Days away from the technology unveiling that will confer unimaginable riches on the company’s investors, Ted becomes trapped in a web of corruption protecting its founder. While avoiding the police, he has to find out why people are disappearing before it’s too late.
I only picked up this book because I have been reading DC Palter's
Japonica publication on Medium. Palter is a venture capitalist who has lived in Japan, speaks Japanese with native fluency, and writes lots of articles about Japanese language and culture. Like most debut novels written by someone with a previous successful career who wanted to scratch his novelist itch, To Kill a Unicorn is readable but rough, with a decent story and some emotional beats but prose that tries too earnestly for "literary" and characters who sometimes resemble a bundle of cliches more than people.
As someone who grew up in Silicon Valley, one of the pleasures of this book was seeing so many familiar places namechecked. Cupertino, Sunnyvale, San Jose, Palo Alto, Los Gatos, Stevens Creek Boulevard and Half Moon Bay - I have been to all the places the protagonist visits. Like the protagonist, I also miss those long-vanished orchards that once dotted the landscape. To Kill a Unicorn also reminded me of early (late 90s era) Salon articles and short stories, when Silicon Valley was an optimistic glittery place high on its own supply and stonks always went up. In other words, kind of like now.
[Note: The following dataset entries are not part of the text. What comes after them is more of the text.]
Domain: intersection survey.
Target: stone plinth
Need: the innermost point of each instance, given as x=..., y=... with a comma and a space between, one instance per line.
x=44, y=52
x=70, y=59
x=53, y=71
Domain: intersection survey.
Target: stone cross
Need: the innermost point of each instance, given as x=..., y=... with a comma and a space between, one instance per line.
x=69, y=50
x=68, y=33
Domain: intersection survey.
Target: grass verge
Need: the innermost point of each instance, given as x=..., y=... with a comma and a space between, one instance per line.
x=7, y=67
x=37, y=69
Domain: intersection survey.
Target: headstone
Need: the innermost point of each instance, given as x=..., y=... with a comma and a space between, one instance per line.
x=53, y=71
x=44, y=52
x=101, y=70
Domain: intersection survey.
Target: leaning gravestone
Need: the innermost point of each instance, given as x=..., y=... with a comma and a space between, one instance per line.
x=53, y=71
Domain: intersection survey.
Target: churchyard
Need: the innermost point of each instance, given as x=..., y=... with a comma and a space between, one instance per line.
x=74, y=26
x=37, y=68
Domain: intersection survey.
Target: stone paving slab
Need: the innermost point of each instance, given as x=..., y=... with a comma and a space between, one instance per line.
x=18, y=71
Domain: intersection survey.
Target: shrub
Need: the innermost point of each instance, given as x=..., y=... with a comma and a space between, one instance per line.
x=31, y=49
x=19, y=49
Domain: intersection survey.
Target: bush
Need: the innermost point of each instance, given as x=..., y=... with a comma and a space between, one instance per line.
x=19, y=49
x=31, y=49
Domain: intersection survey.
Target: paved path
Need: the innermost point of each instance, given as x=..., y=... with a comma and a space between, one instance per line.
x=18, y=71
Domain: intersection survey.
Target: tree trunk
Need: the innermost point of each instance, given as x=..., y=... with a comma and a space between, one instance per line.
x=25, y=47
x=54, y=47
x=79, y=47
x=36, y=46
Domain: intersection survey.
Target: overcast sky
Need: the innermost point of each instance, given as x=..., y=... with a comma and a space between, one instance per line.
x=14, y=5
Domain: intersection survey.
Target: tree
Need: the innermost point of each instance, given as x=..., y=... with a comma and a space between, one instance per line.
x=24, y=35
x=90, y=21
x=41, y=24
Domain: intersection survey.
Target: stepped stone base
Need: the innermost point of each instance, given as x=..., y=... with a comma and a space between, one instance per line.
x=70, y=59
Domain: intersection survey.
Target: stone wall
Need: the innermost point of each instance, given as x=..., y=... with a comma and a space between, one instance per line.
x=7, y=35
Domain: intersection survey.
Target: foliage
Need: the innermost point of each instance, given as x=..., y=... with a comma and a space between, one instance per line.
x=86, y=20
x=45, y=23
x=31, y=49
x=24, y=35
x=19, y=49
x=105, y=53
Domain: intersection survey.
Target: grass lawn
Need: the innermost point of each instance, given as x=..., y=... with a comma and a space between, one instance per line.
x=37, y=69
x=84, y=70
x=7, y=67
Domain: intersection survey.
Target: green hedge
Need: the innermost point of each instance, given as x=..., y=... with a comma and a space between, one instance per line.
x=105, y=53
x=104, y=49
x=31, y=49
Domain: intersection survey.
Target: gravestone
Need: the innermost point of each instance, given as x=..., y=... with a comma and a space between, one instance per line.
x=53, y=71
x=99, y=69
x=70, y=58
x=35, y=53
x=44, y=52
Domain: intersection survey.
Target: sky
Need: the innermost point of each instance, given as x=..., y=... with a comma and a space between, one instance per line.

The inspiration, according to the author, was Haruki Murakami's The Elephant Vanishes, and
Bad Blood, the story of the fraudulent start-up Theranos and its beautiful blonde sociopathic founder, Elizabeth Holmes. To Kill a Unicorn combines a Murukami-like protagonist and a villain who is practically a carbon copy of Elizabeth Holmes.
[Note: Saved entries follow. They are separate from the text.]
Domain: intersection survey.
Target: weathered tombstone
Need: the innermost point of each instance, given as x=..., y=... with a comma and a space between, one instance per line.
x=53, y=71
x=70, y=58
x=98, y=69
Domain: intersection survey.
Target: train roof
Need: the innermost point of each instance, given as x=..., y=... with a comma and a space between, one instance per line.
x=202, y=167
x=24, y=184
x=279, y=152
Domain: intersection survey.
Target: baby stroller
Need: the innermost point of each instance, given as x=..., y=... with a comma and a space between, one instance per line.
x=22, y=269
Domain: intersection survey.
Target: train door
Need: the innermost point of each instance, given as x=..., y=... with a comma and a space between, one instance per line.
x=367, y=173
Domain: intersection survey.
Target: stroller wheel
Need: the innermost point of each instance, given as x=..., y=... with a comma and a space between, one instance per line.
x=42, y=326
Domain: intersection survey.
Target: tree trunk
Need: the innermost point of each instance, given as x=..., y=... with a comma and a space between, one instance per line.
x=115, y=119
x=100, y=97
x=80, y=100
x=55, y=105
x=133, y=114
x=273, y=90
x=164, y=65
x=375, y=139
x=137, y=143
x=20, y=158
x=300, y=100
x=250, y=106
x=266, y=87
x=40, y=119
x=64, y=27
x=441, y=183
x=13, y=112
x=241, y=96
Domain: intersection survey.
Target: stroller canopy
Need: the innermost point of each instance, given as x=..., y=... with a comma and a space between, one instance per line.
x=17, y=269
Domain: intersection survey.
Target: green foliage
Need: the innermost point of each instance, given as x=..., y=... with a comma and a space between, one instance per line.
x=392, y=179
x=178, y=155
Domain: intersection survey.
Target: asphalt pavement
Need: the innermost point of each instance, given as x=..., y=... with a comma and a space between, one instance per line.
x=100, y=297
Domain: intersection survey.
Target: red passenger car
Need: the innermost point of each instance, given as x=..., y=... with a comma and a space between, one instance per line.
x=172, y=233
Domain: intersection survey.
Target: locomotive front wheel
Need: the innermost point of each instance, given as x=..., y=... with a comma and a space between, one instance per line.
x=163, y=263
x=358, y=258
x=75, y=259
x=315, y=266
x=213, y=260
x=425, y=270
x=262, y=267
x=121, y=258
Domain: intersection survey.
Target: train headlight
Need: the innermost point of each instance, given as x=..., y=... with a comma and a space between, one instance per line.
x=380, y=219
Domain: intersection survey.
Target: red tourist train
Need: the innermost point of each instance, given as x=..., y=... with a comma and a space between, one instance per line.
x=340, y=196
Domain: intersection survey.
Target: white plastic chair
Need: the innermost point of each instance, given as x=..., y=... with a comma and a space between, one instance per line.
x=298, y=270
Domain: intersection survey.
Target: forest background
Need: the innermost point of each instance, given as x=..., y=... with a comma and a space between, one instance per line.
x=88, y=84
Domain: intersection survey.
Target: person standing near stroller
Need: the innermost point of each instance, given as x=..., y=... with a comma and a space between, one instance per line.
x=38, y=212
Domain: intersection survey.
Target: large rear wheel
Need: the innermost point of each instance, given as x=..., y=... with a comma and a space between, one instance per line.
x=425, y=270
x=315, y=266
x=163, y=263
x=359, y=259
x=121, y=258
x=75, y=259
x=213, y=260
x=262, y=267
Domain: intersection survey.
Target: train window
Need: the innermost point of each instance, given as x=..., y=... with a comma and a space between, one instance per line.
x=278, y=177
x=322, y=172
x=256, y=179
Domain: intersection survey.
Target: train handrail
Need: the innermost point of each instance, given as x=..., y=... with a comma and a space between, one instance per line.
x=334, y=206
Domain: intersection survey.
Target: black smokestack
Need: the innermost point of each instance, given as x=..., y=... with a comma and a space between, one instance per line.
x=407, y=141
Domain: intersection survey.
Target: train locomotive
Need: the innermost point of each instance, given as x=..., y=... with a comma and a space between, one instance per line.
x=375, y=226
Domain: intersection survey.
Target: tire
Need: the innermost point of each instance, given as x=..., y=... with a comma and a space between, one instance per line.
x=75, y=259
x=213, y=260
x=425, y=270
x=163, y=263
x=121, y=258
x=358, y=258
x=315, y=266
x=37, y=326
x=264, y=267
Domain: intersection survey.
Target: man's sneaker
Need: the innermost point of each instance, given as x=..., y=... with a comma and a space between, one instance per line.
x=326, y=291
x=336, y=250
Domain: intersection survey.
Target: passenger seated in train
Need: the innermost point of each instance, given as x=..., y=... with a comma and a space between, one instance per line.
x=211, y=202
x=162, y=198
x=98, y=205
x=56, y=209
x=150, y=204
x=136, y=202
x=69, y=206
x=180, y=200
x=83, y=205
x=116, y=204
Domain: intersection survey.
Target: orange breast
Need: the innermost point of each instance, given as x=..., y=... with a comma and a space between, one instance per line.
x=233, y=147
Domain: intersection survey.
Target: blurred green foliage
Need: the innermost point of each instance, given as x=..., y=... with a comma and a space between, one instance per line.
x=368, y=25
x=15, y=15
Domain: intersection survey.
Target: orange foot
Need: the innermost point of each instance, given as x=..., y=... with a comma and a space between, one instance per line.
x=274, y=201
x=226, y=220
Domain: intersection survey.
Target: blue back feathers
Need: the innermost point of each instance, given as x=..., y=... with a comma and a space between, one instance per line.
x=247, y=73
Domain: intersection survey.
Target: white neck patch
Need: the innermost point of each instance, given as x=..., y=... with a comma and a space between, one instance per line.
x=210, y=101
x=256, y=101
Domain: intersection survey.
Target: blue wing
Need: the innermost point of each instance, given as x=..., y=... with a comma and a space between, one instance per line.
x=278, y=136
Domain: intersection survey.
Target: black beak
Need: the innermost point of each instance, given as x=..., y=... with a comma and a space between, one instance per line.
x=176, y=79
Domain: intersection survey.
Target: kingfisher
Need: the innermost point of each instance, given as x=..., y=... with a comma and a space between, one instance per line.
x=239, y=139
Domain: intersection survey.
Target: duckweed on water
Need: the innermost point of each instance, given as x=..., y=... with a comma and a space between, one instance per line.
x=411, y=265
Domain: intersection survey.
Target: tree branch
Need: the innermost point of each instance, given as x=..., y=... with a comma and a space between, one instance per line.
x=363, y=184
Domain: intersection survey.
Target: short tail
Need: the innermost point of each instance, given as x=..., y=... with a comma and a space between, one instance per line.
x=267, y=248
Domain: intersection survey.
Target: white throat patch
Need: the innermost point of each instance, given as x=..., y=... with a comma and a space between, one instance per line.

Tatsu "Teddy" Hara is a Japanese-American computer programmer working for a FAANG company and turning into an alcoholic borderline hikikimori. He's got abandonment issues (his father drank himself to death, his mother was an angry, bitter neurotic who committed suicide) and his best friend Ryu has disappeared. Ryu's sister (who used to be Teddy's girlfriend) shows up asking Teddy to help find him, leading Teddy down a rabbit hole investigating a mysterious startup called SüprDüpr which is going to "revolutionize transportation." The story takes us on a satirical ride through the Bay Area's homeless problem, Silicon Valley's absurd startup culture, elephant preserves, Japantown, and every techbro trope (Bitcoin, blockchain, Soylent, gourmet ramen-topped pizza).
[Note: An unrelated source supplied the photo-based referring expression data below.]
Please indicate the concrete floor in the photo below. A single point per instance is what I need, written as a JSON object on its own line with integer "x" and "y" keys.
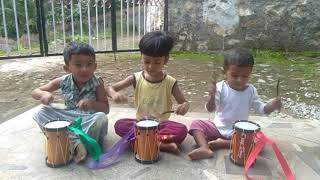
{"x": 22, "y": 155}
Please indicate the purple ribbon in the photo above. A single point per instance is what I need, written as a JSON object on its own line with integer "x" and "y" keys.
{"x": 112, "y": 155}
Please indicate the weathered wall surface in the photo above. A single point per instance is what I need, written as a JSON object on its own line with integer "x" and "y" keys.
{"x": 210, "y": 25}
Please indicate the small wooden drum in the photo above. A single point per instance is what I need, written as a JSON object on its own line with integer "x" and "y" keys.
{"x": 57, "y": 144}
{"x": 147, "y": 144}
{"x": 242, "y": 140}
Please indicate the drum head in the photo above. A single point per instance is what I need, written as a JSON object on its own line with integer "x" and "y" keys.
{"x": 54, "y": 125}
{"x": 144, "y": 124}
{"x": 246, "y": 126}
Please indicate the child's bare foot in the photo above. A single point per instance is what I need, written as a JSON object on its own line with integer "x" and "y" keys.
{"x": 219, "y": 144}
{"x": 201, "y": 153}
{"x": 81, "y": 153}
{"x": 170, "y": 147}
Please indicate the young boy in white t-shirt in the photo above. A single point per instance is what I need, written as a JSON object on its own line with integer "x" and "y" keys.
{"x": 231, "y": 99}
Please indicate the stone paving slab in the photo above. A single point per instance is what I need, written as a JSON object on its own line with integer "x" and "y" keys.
{"x": 22, "y": 155}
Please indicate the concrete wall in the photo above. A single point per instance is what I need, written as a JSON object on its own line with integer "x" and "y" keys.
{"x": 210, "y": 25}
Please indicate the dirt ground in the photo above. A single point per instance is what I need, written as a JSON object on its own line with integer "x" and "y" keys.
{"x": 19, "y": 77}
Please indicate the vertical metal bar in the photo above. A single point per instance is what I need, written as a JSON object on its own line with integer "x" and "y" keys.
{"x": 27, "y": 24}
{"x": 139, "y": 14}
{"x": 104, "y": 24}
{"x": 80, "y": 13}
{"x": 16, "y": 25}
{"x": 121, "y": 21}
{"x": 97, "y": 25}
{"x": 165, "y": 18}
{"x": 114, "y": 26}
{"x": 133, "y": 22}
{"x": 54, "y": 26}
{"x": 5, "y": 27}
{"x": 72, "y": 26}
{"x": 144, "y": 17}
{"x": 128, "y": 25}
{"x": 39, "y": 23}
{"x": 89, "y": 22}
{"x": 159, "y": 17}
{"x": 43, "y": 27}
{"x": 63, "y": 28}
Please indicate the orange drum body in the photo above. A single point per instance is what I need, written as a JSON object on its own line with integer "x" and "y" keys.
{"x": 242, "y": 140}
{"x": 57, "y": 144}
{"x": 147, "y": 144}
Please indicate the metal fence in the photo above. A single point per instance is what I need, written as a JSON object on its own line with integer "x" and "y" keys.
{"x": 44, "y": 27}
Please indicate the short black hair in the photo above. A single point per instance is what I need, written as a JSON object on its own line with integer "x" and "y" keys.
{"x": 77, "y": 48}
{"x": 238, "y": 57}
{"x": 156, "y": 44}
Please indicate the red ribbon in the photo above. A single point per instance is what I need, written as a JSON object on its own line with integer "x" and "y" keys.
{"x": 261, "y": 140}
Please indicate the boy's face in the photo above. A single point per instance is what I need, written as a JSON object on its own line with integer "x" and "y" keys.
{"x": 82, "y": 67}
{"x": 237, "y": 77}
{"x": 153, "y": 65}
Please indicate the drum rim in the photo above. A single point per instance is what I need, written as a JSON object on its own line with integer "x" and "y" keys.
{"x": 236, "y": 163}
{"x": 150, "y": 127}
{"x": 246, "y": 130}
{"x": 55, "y": 129}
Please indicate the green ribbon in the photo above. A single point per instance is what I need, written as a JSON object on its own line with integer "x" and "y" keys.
{"x": 89, "y": 143}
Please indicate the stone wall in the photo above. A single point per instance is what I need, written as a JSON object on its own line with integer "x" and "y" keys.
{"x": 210, "y": 25}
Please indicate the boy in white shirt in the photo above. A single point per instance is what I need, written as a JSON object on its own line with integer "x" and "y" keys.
{"x": 231, "y": 99}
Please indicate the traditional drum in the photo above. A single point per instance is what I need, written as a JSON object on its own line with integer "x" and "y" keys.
{"x": 147, "y": 144}
{"x": 242, "y": 140}
{"x": 57, "y": 144}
Teddy is a mess, and is an extremely annoying protagonist in the same way that Murakami's protagonists are annoying: he's a passive schmuck who keeps making shocked-Pikachu faces when the police don't immediately go arrest the billionaire when he tells them she's using a teleportation device to murder homeless people, and despite being a dweeby alcoholic loser, his hot lawyer waifu ex is still into him.
To Kill a Unicorn is probably more enjoyable if you are into the culture of Silicon Valley. Much of the story was a bit implausible (besides the central conceit of a working teleportation device) and a lot Nipponophile-geeky, and the Elizabeth Holmes expy villain was more Hollywood than the real Holmes. The "Learn to code" ending had me groaning (especially given the current bloodbath in the tech industry, where SSEs are being laid off by the thousands and no one is hiring homeless HTML coders like it's 1999), but if you are willing to stretch your suspension of disbelief, it's also funny and touching. Especially if you like elephants.